Alcune forze politiche hanno usato termini esplicitamente dispregiativi per descrivere questo fenomeno, parlando di “trasformismo”, “voltagabbana”, “traditori”. In realtà, almeno stando all’attuale legislatura, i numeri registrati sono in gran parte dovuti a crisi politiche più grandi. In particolare il centrodestra, attualmente in una fase piuttosto travagliata della sua storia, ha subito un forte riassetto quando, nel 2014, ha subito la fuoriuscita di un grosso numero di parlamentari, che sono andati a formare nuovi gruppi, tra cui “Area popolare” (che recentemente si è ulteriormente scisso) e “Alleanza Liberaldemocratica-Autonomie” (Ala), che si è “fuso” con Scelta Civica, progetto lanciato dall’ex presidente del Consiglio Mario Monti. Entrambi questi gruppi sono andati a rafforzare la posizione del gruppo espressione del partito di governo, il Pd.

Forse, più che pensare ai “tradimenti” dei singoli, l’attenzione andrebbe spostata su tali decisioni politiche più ampie.

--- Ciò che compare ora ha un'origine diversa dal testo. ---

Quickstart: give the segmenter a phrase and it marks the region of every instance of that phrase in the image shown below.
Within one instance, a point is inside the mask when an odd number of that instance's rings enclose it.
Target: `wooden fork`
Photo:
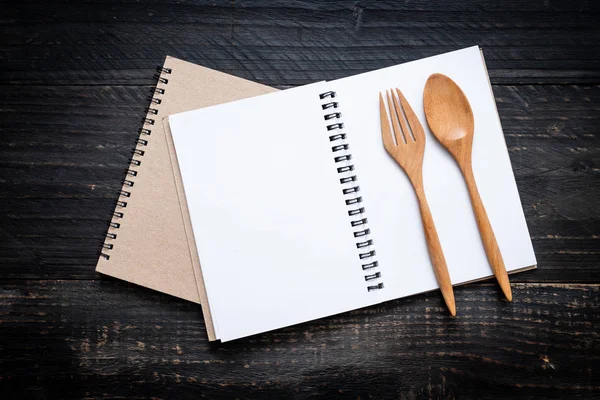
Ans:
[[[423,154],[425,152],[425,133],[419,119],[408,104],[408,101],[402,95],[399,89],[396,89],[396,96],[393,90],[390,93],[386,90],[387,102],[389,106],[389,119],[392,121],[392,127],[388,121],[388,111],[386,109],[383,96],[379,93],[379,111],[381,113],[381,136],[383,145],[387,152],[402,167],[410,182],[415,189],[419,208],[421,209],[421,219],[427,239],[429,257],[433,264],[433,271],[437,279],[442,296],[446,306],[452,316],[456,315],[456,305],[454,303],[454,292],[450,274],[446,266],[446,259],[440,245],[435,224],[429,211],[429,205],[425,198],[423,190]],[[400,102],[398,102],[400,99]],[[406,118],[406,121],[405,121]],[[407,124],[408,123],[408,124]],[[412,133],[412,135],[411,135]],[[395,143],[394,143],[394,138]]]

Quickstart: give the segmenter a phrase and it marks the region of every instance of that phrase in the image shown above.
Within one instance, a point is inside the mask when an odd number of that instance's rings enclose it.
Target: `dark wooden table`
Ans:
[[[596,1],[0,8],[0,398],[600,397]],[[539,268],[226,344],[199,306],[94,272],[153,69],[279,88],[479,44]]]

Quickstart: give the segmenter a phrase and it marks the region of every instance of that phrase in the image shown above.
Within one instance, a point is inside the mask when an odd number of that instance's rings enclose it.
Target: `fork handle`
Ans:
[[[450,274],[448,273],[448,266],[446,265],[446,258],[442,251],[442,245],[437,234],[437,229],[433,223],[433,217],[429,210],[429,204],[425,198],[425,192],[423,186],[416,185],[415,192],[417,193],[417,199],[419,200],[419,208],[421,209],[421,219],[423,221],[423,230],[425,231],[425,238],[427,239],[427,249],[429,250],[429,258],[433,264],[433,272],[437,279],[442,297],[446,302],[446,306],[452,316],[456,315],[456,304],[454,302],[454,291],[452,289],[452,282],[450,281]]]
[[[469,189],[469,197],[471,198],[471,204],[473,205],[473,212],[475,213],[475,220],[477,221],[477,227],[479,228],[479,234],[481,235],[481,241],[483,242],[483,248],[487,255],[488,262],[494,271],[494,275],[498,280],[498,284],[504,292],[504,295],[508,301],[512,301],[512,291],[510,288],[510,281],[508,279],[508,273],[504,266],[504,260],[502,259],[502,253],[498,242],[496,241],[496,235],[492,230],[490,219],[488,218],[479,190],[477,190],[477,183],[475,182],[475,176],[473,175],[473,168],[471,165],[465,166],[463,175],[467,182],[467,188]]]

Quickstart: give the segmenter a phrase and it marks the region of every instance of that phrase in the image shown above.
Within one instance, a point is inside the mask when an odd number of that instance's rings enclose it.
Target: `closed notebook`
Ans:
[[[232,340],[437,288],[414,191],[381,140],[378,95],[387,88],[402,90],[425,128],[424,186],[453,284],[492,276],[458,166],[427,129],[423,88],[437,72],[471,102],[473,170],[507,270],[535,266],[478,47],[168,112],[160,121],[172,135],[166,145],[176,151],[170,179],[181,207],[173,218],[186,239],[179,248],[186,248],[188,265],[199,260],[196,283],[214,338]]]
[[[185,223],[185,199],[176,184],[179,172],[162,121],[172,113],[275,89],[173,57],[162,68],[96,271],[202,303],[208,338],[215,340],[198,255]]]

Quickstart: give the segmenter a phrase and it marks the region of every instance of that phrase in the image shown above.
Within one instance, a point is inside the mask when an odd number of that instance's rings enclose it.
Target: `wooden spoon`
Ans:
[[[475,122],[469,100],[452,79],[446,75],[433,74],[425,84],[423,104],[431,132],[452,154],[467,182],[488,261],[504,295],[508,301],[512,301],[504,260],[473,176],[471,153]]]

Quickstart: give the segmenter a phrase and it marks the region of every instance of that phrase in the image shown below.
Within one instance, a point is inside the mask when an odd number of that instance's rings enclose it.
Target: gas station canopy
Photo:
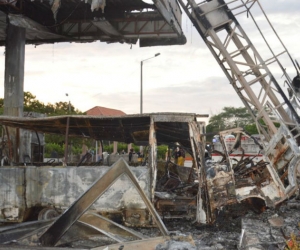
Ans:
[[[151,1],[148,1],[151,2]],[[177,1],[0,0],[0,45],[8,22],[26,29],[26,44],[57,42],[185,44]]]

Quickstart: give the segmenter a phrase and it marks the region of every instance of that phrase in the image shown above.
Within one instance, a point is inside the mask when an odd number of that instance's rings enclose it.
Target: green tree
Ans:
[[[30,92],[24,92],[24,111],[44,113],[45,105]]]
[[[206,132],[211,133],[207,140],[211,140],[213,133],[231,128],[242,127],[251,134],[256,134],[256,125],[246,108],[224,107],[222,112],[212,116],[206,126]]]
[[[75,107],[70,102],[56,102],[54,104],[44,104],[37,100],[36,96],[30,92],[24,92],[24,111],[42,113],[48,116],[83,114],[83,112],[79,111],[78,109],[75,109]]]
[[[0,114],[3,114],[4,109],[4,98],[0,98]],[[69,110],[70,109],[70,110]],[[25,112],[36,112],[41,114],[46,114],[47,116],[56,116],[56,115],[67,115],[67,114],[83,114],[83,112],[75,109],[75,107],[69,102],[56,102],[54,104],[48,103],[44,104],[39,101],[35,95],[31,92],[24,92],[24,111]],[[54,150],[60,156],[64,153],[64,135],[45,135],[46,147],[45,154],[49,156]],[[88,147],[91,147],[93,140],[86,142]],[[82,138],[72,137],[69,139],[69,142],[72,144],[72,152],[75,154],[78,151],[81,151],[82,147]]]

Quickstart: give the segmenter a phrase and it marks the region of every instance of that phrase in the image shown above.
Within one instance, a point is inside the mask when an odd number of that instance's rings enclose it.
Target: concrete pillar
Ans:
[[[127,144],[127,153],[129,154],[130,149],[132,148],[132,143]]]
[[[113,154],[116,154],[118,152],[118,142],[114,141],[114,152]]]
[[[102,143],[99,143],[99,150],[98,150],[98,158],[97,161],[102,159],[103,149],[102,149]]]
[[[8,24],[6,33],[4,115],[22,117],[26,30]],[[23,139],[23,134],[19,129],[9,129],[14,162],[24,161],[25,154],[31,156],[30,144]]]

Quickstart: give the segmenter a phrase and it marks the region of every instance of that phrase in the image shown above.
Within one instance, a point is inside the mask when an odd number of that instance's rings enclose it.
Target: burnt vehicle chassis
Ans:
[[[276,206],[294,194],[293,162],[298,156],[292,153],[294,140],[288,140],[287,129],[280,127],[280,138],[258,145],[265,158],[255,164],[249,158],[235,163],[229,159],[232,151],[241,149],[242,129],[221,132],[221,141],[231,133],[236,133],[237,139],[230,149],[223,143],[224,158],[212,162],[205,157],[205,124],[197,121],[200,117],[186,113],[35,119],[2,116],[0,123],[11,128],[53,134],[68,131],[67,136],[84,134],[96,140],[133,142],[148,150],[146,164],[139,166],[129,166],[119,156],[113,166],[1,167],[1,222],[26,221],[37,210],[40,220],[58,216],[40,236],[43,245],[52,246],[76,221],[91,225],[107,219],[109,224],[115,221],[130,227],[158,226],[167,235],[161,219],[213,223],[224,206],[253,198]],[[160,144],[185,148],[193,165],[178,166],[170,157],[157,161]],[[272,159],[272,145],[285,152],[281,158]],[[87,215],[87,210],[93,215]]]
[[[202,116],[203,117],[203,116]],[[144,146],[146,162],[128,162],[128,155],[111,155],[101,166],[89,163],[56,166],[52,163],[11,163],[0,168],[1,222],[50,219],[65,211],[82,193],[103,176],[119,158],[125,159],[139,185],[163,217],[195,218],[199,174],[195,167],[179,167],[171,161],[157,161],[157,145],[180,144],[187,152],[201,155],[205,124],[201,115],[157,113],[122,117],[60,116],[48,118],[1,117],[4,126],[39,133],[82,136],[95,140],[135,143]],[[67,134],[65,134],[67,133]],[[7,138],[9,141],[9,138]],[[9,143],[6,143],[9,145]],[[4,150],[3,152],[10,152]],[[9,155],[3,156],[9,158]],[[194,157],[193,157],[194,158]],[[199,165],[199,157],[196,164]],[[170,177],[170,173],[172,177]],[[173,181],[172,181],[172,180]],[[158,185],[157,185],[158,183]],[[159,189],[157,189],[159,187]],[[176,198],[175,195],[178,194]],[[9,195],[8,195],[9,194]],[[179,195],[180,194],[180,195]],[[127,226],[153,226],[143,200],[131,181],[121,177],[91,207]],[[168,213],[168,215],[166,214]],[[183,216],[184,215],[184,216]]]

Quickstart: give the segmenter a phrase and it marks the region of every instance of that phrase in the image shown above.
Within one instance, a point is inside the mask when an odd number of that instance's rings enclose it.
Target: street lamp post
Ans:
[[[66,96],[68,97],[69,94],[66,93]],[[71,114],[71,101],[70,101],[70,98],[69,98],[68,114]]]
[[[154,56],[141,61],[141,96],[140,96],[140,113],[143,114],[143,62],[159,56],[160,53],[156,53]]]
[[[69,96],[68,93],[66,93],[66,96]],[[70,99],[69,99],[69,107],[68,107],[68,115],[70,115],[71,113],[71,102],[70,102]],[[68,156],[69,156],[69,150],[68,150],[68,138],[69,138],[69,126],[70,126],[70,117],[68,116],[67,117],[67,125],[66,125],[66,136],[65,136],[65,162],[64,162],[64,165],[67,166],[68,164]]]

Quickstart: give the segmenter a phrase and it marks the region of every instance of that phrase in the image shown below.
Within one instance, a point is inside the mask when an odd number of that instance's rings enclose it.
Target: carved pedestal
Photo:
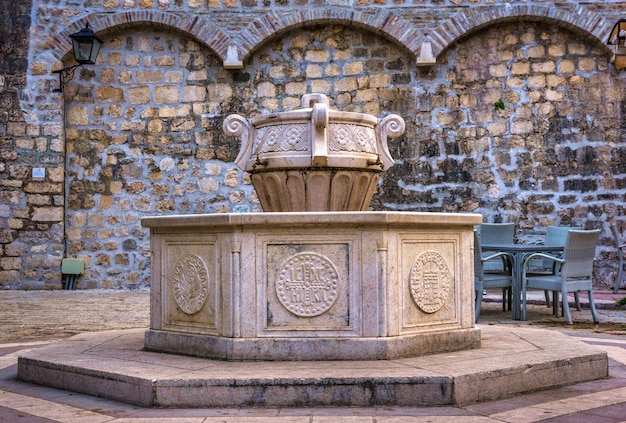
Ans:
[[[480,215],[144,218],[151,350],[233,360],[372,360],[478,347]]]

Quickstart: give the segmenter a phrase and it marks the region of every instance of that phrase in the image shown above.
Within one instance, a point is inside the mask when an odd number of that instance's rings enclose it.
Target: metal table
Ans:
[[[513,256],[513,319],[521,320],[522,270],[524,257],[532,253],[562,253],[562,245],[483,244],[483,251],[504,251]]]

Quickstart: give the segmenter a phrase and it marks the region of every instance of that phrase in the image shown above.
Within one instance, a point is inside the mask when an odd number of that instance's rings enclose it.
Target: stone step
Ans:
[[[481,327],[481,347],[377,361],[220,361],[143,350],[143,329],[22,354],[18,379],[148,407],[463,405],[608,376],[604,351],[547,329]]]

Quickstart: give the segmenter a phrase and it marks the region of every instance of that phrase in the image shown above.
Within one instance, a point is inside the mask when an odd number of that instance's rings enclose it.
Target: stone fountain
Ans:
[[[265,212],[144,218],[150,328],[34,348],[20,380],[150,407],[441,406],[608,375],[564,334],[475,327],[480,215],[367,211],[399,116],[308,95],[225,131]]]
[[[302,108],[246,119],[236,164],[264,213],[149,217],[149,350],[229,360],[372,360],[475,348],[475,214],[366,211],[393,165],[382,120]]]

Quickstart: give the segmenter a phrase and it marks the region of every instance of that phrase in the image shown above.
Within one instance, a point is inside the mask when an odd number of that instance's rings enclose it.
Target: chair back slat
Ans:
[[[512,244],[515,241],[515,223],[483,223],[480,225],[483,244]]]
[[[582,228],[575,226],[548,226],[546,229],[546,238],[543,245],[564,247],[567,233],[571,230],[580,230]]]
[[[599,238],[600,230],[568,232],[561,270],[564,278],[591,278]]]

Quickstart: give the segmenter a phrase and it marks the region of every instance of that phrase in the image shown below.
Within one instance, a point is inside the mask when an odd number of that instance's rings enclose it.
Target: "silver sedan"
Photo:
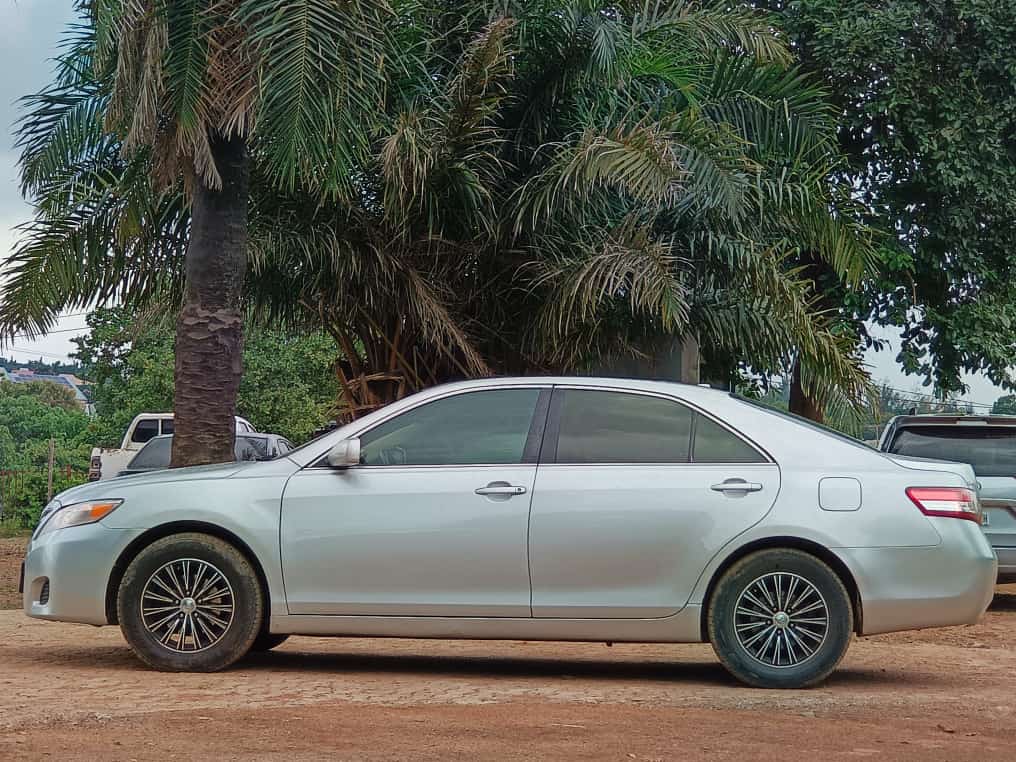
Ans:
[[[711,389],[465,382],[273,461],[62,493],[24,608],[119,624],[164,670],[290,634],[708,641],[742,681],[800,687],[854,633],[980,617],[975,490]]]

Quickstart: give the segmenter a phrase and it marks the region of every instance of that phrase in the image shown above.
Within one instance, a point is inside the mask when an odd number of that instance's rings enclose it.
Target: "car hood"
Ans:
[[[285,459],[283,459],[285,460]],[[118,476],[100,482],[89,482],[80,487],[73,487],[61,492],[56,499],[67,505],[82,500],[100,500],[119,497],[121,492],[134,487],[149,484],[171,484],[173,482],[199,481],[202,479],[228,479],[237,475],[253,475],[271,466],[277,468],[278,461],[246,461],[243,463],[216,463],[210,466],[190,466],[188,468],[171,468],[160,471],[147,471],[140,474]],[[296,468],[292,461],[286,461],[287,467]]]

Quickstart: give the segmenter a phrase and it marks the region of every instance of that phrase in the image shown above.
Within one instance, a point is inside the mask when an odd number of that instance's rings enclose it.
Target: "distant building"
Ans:
[[[54,376],[48,373],[36,373],[28,368],[16,368],[13,372],[10,372],[4,367],[0,367],[0,380],[11,381],[15,384],[45,381],[57,386],[65,386],[74,392],[74,401],[78,403],[78,406],[82,410],[88,415],[93,415],[95,412],[93,405],[88,401],[88,397],[81,390],[81,387],[87,386],[87,382],[82,381],[73,373],[61,373],[58,376]]]

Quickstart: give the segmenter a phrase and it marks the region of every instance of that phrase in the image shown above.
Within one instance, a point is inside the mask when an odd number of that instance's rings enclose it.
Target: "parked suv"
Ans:
[[[973,466],[984,532],[998,556],[998,581],[1016,582],[1016,416],[898,416],[883,432],[879,449]]]

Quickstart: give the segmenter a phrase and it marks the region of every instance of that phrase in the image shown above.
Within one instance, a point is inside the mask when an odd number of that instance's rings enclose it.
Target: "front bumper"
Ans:
[[[991,603],[998,561],[981,528],[929,520],[942,537],[935,546],[837,550],[857,581],[864,635],[974,624]]]
[[[32,540],[25,556],[22,603],[36,619],[108,624],[106,586],[135,529],[68,527]]]

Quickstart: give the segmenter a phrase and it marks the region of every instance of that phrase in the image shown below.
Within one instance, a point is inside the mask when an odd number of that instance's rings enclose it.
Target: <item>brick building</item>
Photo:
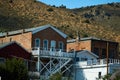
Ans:
[[[0,43],[16,41],[28,51],[33,47],[45,50],[66,50],[67,35],[51,25],[0,33]]]
[[[68,40],[67,51],[88,50],[98,55],[99,58],[106,58],[107,43],[109,58],[117,58],[119,52],[119,44],[117,42],[102,40],[95,37]]]
[[[32,32],[17,30],[7,33],[0,33],[0,44],[16,41],[28,51],[31,50]]]

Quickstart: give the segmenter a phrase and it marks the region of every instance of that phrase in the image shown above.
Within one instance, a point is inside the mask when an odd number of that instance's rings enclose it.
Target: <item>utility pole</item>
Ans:
[[[76,57],[77,57],[77,53],[75,50],[74,50],[74,54],[75,54],[75,57],[74,57],[74,80],[76,80]]]
[[[40,72],[40,48],[38,48],[38,65],[37,65],[37,68],[38,68],[38,72]]]
[[[107,75],[108,75],[108,67],[109,67],[109,66],[108,66],[108,63],[109,63],[109,61],[108,61],[108,60],[109,60],[109,59],[108,59],[108,58],[109,58],[108,52],[109,52],[109,42],[107,41],[107,51],[106,51],[106,53],[107,53]]]
[[[38,49],[38,51],[37,51],[37,53],[38,53],[38,72],[39,72],[39,79],[40,79],[40,48],[38,47],[37,49]]]

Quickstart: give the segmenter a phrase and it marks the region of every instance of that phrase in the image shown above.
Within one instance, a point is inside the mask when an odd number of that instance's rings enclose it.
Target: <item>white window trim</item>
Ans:
[[[62,49],[60,49],[60,44],[62,43]],[[59,50],[63,50],[64,49],[64,43],[62,41],[59,41]]]
[[[38,47],[38,46],[36,46],[37,45],[36,40],[39,40],[39,47],[40,47],[40,39],[39,38],[35,39],[35,47]]]
[[[54,46],[52,46],[52,42],[55,43]],[[56,48],[56,41],[55,41],[55,40],[51,40],[51,42],[50,42],[50,49],[51,49],[52,51],[55,51],[55,48]]]

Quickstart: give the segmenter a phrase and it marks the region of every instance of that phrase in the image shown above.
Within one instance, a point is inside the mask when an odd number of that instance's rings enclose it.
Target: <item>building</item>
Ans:
[[[112,74],[120,68],[120,60],[109,59],[107,65],[107,59],[98,59],[97,55],[87,50],[77,51],[76,57],[79,60],[76,61],[75,80],[102,80],[107,73]]]
[[[3,63],[6,59],[10,58],[23,59],[28,67],[28,62],[31,59],[31,54],[16,42],[0,44],[0,62]]]
[[[81,50],[75,52],[76,52],[76,61],[87,61],[87,60],[95,61],[96,59],[99,58],[99,56],[88,50]]]
[[[44,74],[50,76],[63,67],[66,69],[65,65],[71,61],[69,58],[61,57],[66,51],[67,35],[52,25],[0,33],[1,44],[12,41],[16,41],[32,53],[33,58],[29,75],[33,78],[36,75],[39,78],[39,73],[41,76],[44,76]],[[64,66],[61,67],[59,64]],[[55,65],[57,68],[54,71],[53,67]]]
[[[0,33],[0,43],[16,41],[31,51],[34,47],[44,50],[66,50],[67,35],[52,25]]]
[[[72,50],[88,50],[98,55],[100,59],[106,58],[107,49],[109,58],[118,57],[119,44],[117,42],[98,39],[95,37],[86,37],[81,38],[80,40],[72,39],[67,41],[68,52]]]
[[[0,33],[0,44],[16,41],[26,50],[31,51],[32,48],[32,32],[25,30],[17,30],[6,33]]]
[[[0,34],[1,44],[5,42],[11,43],[12,41],[18,42],[25,47],[27,51],[32,53],[35,62],[31,63],[32,66],[30,68],[32,70],[29,72],[29,75],[32,76],[31,79],[36,78],[40,80],[48,80],[57,72],[62,73],[64,79],[68,79],[69,77],[69,79],[74,80],[96,80],[98,74],[100,76],[106,74],[106,72],[104,72],[107,67],[106,63],[104,63],[106,60],[101,58],[105,57],[102,56],[102,53],[106,52],[107,43],[109,43],[109,50],[116,50],[118,47],[118,43],[116,42],[92,37],[84,39],[78,38],[77,41],[75,39],[67,41],[67,35],[51,25]],[[12,49],[14,48],[15,46]],[[96,48],[98,49],[96,50]],[[67,51],[74,50],[74,52],[65,52],[66,49]],[[15,49],[13,51],[15,51]],[[112,58],[116,57],[116,52],[114,55]],[[16,57],[16,55],[14,57]],[[98,59],[99,57],[100,59]],[[119,64],[119,61],[112,59],[109,63],[115,65],[116,63]],[[101,69],[101,66],[105,68]],[[118,67],[115,67],[114,69],[117,68]],[[92,74],[94,76],[88,73],[88,71],[91,72],[93,70],[95,70],[94,74]],[[113,68],[110,68],[110,70],[113,70]]]
[[[72,80],[100,80],[108,73],[120,67],[119,59],[99,59],[99,56],[88,51],[79,50],[74,53],[55,52],[55,51],[39,51],[35,52],[38,59],[38,72],[41,76],[40,80],[48,80],[49,77],[56,72],[63,73],[63,79]],[[51,54],[52,53],[52,54]],[[43,62],[43,59],[48,61]]]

L’elettore che abbia espresso il proprio voto per il centrodestra nel 2013, sa che ora una parte delle persone che ha contribuito a fare eleggere fa parte di un governo dal baricentro più spostato verso centrosinistra. Siamo in una democrazia rappresentativa e i regolamenti di Camera e Senato permettono operazioni come questa, dunque non c’è nulla di scandaloso in senso assoluto nel fatto che ci sia un grande rimescolamento parlamentare. Tutto ciò mette però in evidenza l’estrema limitatezza del sistema democratico, in cui l’elettore si esprime una volta, a inizio legislatura, mentre per i cinque anni successivi (spesso meno) può solo stare a guardare (ma è difficile che si annoi tra elezioni di sindaci, presidenti di regione, parlamentari europei, referendum, ecc.). Il nostro sistema è fatto così, bisogna accettarlo (pensate agli elettori statunitensi, che si ritrovano un presidente eletto con meno voti della candidata sconfitta: funziona così e basta).

Dunque che fare? Che pensare di fronte a tale continua metamorfosi? «Alla camera i deputati transfughi sono il 23,81 per cento mentre al senato la percentuale è più alta e raggiunge il 36,56 per cento», scrive OpenPolis. Magari sarebbe interessante che almeno coloro che si rendono protagonisti di numerosi cambi di gruppo, percorrendo praticamente tutto l’arco che va da destra a sinistra e ritorno, non fossero ricandidati dai partiti. Capiamo che l’assenza di vincolo di mandato sia una giusta condizione di autonomia intellettuale per il parlamentare, ma il percorso fatto per esempio da Salvatore Margiotta (eletto nel Pd, poi passato al gruppo misto, poi ad “Area popolare” e infine di nuovo al Pd) andrebbe studiato, per capire le motivazioni alla base di una condotta così irrequieta. Cambiare idea è una virtù, ma sono notevoli anche i sei cambi di gruppo messi a segno da Luigi Compagna – anch’egli senatore – tra le varie formazioni del centrodestra. Il nostro parlamento sembra dunque sovvertire un adagio ben noto: le idee passano, gli uomini restano.